【高校サッカー】長崎総科大付、県勢13年ぶり8強!安藤が3戦連発で王者・青森山田沈めた

2018年1月4日7時0分  スポーツ報知
  • 前半25分、ドリブルでゴール前に持ち込んだ長崎総科大付・安藤(右)が3戦連発となるゴールを決める(カメラ・今西 淳)

 ◆第96回全国高校サッカー選手権大会 ▽3回戦 長崎総科大附1―0青森山田(3日・フクダ電子アリーナ)

 3回戦8試合が各地で行われ、8強が出そろった。長崎総科大付(長崎)は、C大阪内定の高校NO1ストライカー・FW安藤瑞季(3年)の3戦連続ゴールで青森山田(青森)の連覇を阻む1―0の勝利。5日に準々決勝4試合が行われる。

 「ゴリちゃん」の愛称にふさわしいゴールだった。前半25分、ボールを受けたFW安藤は反転で相手2人の間を抜け、左サイドからゴールと平行にドリブルを開始。さらに1人をかわし、最後は右足でゴール右に突き刺した。「ゴールを見えたら打つ。自分の良さが出た。自分の1点で僅差の試合で勝ててうれしい」。3戦連発の3点目で前大会優勝の青森山田を撃破し、8強入りを果たした。
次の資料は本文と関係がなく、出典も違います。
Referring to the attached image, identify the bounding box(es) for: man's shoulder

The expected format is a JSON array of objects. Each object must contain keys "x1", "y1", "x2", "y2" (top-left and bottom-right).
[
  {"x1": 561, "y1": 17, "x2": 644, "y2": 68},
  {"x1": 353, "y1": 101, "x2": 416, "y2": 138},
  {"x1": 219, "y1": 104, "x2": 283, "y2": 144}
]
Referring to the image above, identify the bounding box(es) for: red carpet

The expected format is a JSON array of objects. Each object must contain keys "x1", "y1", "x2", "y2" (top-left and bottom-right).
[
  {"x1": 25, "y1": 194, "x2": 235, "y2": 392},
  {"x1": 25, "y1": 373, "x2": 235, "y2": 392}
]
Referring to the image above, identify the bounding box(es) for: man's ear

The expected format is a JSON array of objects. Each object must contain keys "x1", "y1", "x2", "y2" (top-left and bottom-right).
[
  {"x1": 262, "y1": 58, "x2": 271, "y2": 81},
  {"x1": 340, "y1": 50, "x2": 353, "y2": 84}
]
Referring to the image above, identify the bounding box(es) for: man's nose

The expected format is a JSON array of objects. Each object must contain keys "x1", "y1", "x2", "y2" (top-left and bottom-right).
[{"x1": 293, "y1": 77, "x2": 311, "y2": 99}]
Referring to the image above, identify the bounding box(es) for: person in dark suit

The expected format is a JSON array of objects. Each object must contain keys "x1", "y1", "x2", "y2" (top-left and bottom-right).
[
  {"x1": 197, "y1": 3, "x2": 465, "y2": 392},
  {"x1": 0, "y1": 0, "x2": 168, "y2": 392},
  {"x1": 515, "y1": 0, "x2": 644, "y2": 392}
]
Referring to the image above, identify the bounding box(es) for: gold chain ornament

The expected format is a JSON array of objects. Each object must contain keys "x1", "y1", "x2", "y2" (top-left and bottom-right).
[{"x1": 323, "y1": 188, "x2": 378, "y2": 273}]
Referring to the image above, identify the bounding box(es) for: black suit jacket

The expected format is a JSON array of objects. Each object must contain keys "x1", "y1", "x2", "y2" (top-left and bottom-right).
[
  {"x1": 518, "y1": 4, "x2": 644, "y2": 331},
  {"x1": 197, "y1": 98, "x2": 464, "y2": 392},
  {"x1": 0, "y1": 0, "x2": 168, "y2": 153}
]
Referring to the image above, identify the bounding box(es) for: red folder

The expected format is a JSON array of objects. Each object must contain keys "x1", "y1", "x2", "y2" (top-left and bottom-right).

 入部当時を振り返り、小嶺忠敏監督(72)は「ゴリラみたいだった」と明かす。隆々の肉体とゴリゴリ前進する突破力が由来。その体を得るきっかけは、中学2年で腰椎分離症を負った時だった。落ち込んでいた安藤に、3学年上で長崎総科大付サッカー部に所属していた兄・翼さんから自作の「トレーニングノート」を渡された。分離症からの回復や、強化につながるメニューが記されていた。

 「サッカーに関しては兄が一番分かってくれている。それからフィジカル(トレーニング)をやり始めた」。東福岡、鹿児島城西と誘いを受けながら、最も実績のない長崎総科大付を選んだのも兄がいたから。そして、体を鍛える小嶺監督の指導があった。「ゴリちゃん」スタイルは地域の有望選手が選抜されるトレセンには向かなかったが、今やC大阪入りが内定。全国で輝くことにつながった。

ペンギンに戻る 小嶺監督から「お前に東大(狭き門=狭いエリアの突破)は無理だ。味方を使いなさい」と言われても、貫いてきた。ピッチを離れれば、級友からは顔がすぐに真っ赤になること、皆から愛される優しい性格にちなんで「ペンギン」と呼ばれる安藤。準々決勝・流通経大柏戦は累積警告で出場停止となるが、「チームのためにサポートしていきたい」とペンギンの一面で勝利に貢献する。(内田 知宏)

 ▽小嶺監督、国見以来の8強 長崎総科大付は長崎県勢として04年度以来13年ぶりの8強。04年は国見が準決勝で鹿児島実に敗れ、3位となったが、当時のチームは小嶺忠敏監督が率いていた。

 ◆安藤 瑞希(あんどう・みずき)1999年7月19日、大分県津久見市生まれ、18歳。青江SSSでサッカーを始め、佐伯S―PLAY MINAMIを経て、長崎総科大付へ進学。相手を恐れない突破力と決定力を持ち味とするFW。U―17、18、19日本代表入り経験がある。来季、C大阪への加入が内定している。175センチ、75キロ。